[FoRK] Why is a carbon tax off the table?
kammeyer at kammeyer.org
Thu Jun 10 11:41:45 PDT 2010
Carbon tax is off the table because it has a concentrated group of
losers from it (electric utilities, airlines, oil companies, SUV
manufacturers, chemical companies, domestic industries that use a lot
of energy), and a very diffuse group of winners from it -- everyone
else. Everyone else does not have lobbyists, and lobbyists make the
laws now. Cap and trade has some winners, namely big polluting
industries. Those industries will basically be able to do what they
have been doing, with incremental reductions in their credit, but they
have the additional option of making their plants more efficient and
selling the credits for lots of money. Big industries also like it
because it gives them this huge subsidy of carbon credits, while any
new entrant competitor would have to pay for them. Also, with
deregulated electricity markets, it should make the marginal cost of
electricity go up as demand increases, but the carbon credits don't
increase to meet it.
A greenhouse gas plan that has lobbyists on both sides is potentially
viable. A plan with no lobbyists for it has no chance.
On Wed, Jun 9, 2010 at 9:58 PM, Russell Turpin <russell.turpin at gmail.com> wrote:
> After the past two months, it should be pretty clear to everyone that
> oil has large externalities, and not just in mideast foreign policy.
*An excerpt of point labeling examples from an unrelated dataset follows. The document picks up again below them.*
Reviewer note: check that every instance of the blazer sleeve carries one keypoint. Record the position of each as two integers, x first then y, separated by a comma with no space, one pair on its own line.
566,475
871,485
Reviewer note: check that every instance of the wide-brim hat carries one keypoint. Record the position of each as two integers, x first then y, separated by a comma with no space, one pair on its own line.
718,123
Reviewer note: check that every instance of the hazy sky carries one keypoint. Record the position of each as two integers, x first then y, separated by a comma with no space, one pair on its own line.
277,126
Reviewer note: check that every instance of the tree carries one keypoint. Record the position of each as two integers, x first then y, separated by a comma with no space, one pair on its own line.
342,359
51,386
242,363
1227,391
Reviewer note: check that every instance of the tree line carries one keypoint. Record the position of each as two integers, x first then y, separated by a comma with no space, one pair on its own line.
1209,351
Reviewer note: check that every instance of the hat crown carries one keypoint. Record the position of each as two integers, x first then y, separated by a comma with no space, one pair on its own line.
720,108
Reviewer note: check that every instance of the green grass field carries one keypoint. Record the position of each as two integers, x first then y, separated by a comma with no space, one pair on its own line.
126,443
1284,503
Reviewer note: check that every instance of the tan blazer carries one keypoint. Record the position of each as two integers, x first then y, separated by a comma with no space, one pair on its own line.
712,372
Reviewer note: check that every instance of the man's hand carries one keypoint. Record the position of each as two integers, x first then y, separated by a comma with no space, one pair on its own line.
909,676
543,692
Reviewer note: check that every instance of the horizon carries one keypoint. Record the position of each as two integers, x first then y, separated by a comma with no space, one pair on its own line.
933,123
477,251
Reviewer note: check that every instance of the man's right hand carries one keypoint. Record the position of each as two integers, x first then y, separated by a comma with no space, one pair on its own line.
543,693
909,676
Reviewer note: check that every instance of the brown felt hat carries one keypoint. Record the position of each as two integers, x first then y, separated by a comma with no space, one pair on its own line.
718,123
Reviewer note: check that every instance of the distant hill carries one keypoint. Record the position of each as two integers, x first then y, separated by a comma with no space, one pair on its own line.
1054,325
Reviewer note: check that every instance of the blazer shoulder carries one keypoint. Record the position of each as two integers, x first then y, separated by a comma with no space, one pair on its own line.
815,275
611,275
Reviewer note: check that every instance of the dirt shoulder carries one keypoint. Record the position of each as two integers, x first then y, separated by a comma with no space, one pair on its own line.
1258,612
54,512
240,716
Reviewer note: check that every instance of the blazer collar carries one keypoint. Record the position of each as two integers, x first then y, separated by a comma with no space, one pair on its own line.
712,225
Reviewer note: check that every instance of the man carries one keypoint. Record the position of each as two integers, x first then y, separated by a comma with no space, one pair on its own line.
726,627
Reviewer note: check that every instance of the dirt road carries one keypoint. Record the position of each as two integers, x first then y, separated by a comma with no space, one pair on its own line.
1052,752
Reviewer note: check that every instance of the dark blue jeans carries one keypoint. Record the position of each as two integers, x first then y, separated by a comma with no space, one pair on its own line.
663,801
> Coal's environmental impact may not be as obvious, but is also
> serious. So why is a carbon tax still off the political table? The
> idea, of course, is to eliminate all other alternative energy
> subsidies and rebates for energy savings, relying entirely on the
> increment in long-term projected cost of fossil fuels to encourage
> both of those. My back of the envelope calculations are that a carbon
> tax equivalent to $50/bbl of oil would bring the US government over a
> trillion dollars annually, so there are significant government revenue
> implications as well.
> Yes, the cost of natural gas, gasoline, heating oil, and petroleum
> products would all go up, to about what they were when oil prices
> peaked. As well as all services and products that depend on these. The
> idea is that that would be a "long-term promise," to encourage
> alternatives. The price of electricity would go up, initially, moreso
> than when oil prices peaked, because the tax applies to coal as well.
> But the proposed tax isn't on watts, just on fossil fuels. If you
> believe in technology, that is a solvable problem. Better sooner than
> Yes, the Saudis would yelp like scalded dogs. Yes, some good guys
> would be hurt also. The airlines. But they already survived those
> prices once. The Canadians.
> OB DISCLAIMER: Moving to the gulf coast. Get monthly oil royalty. As
> they say in football: offsetting penalties.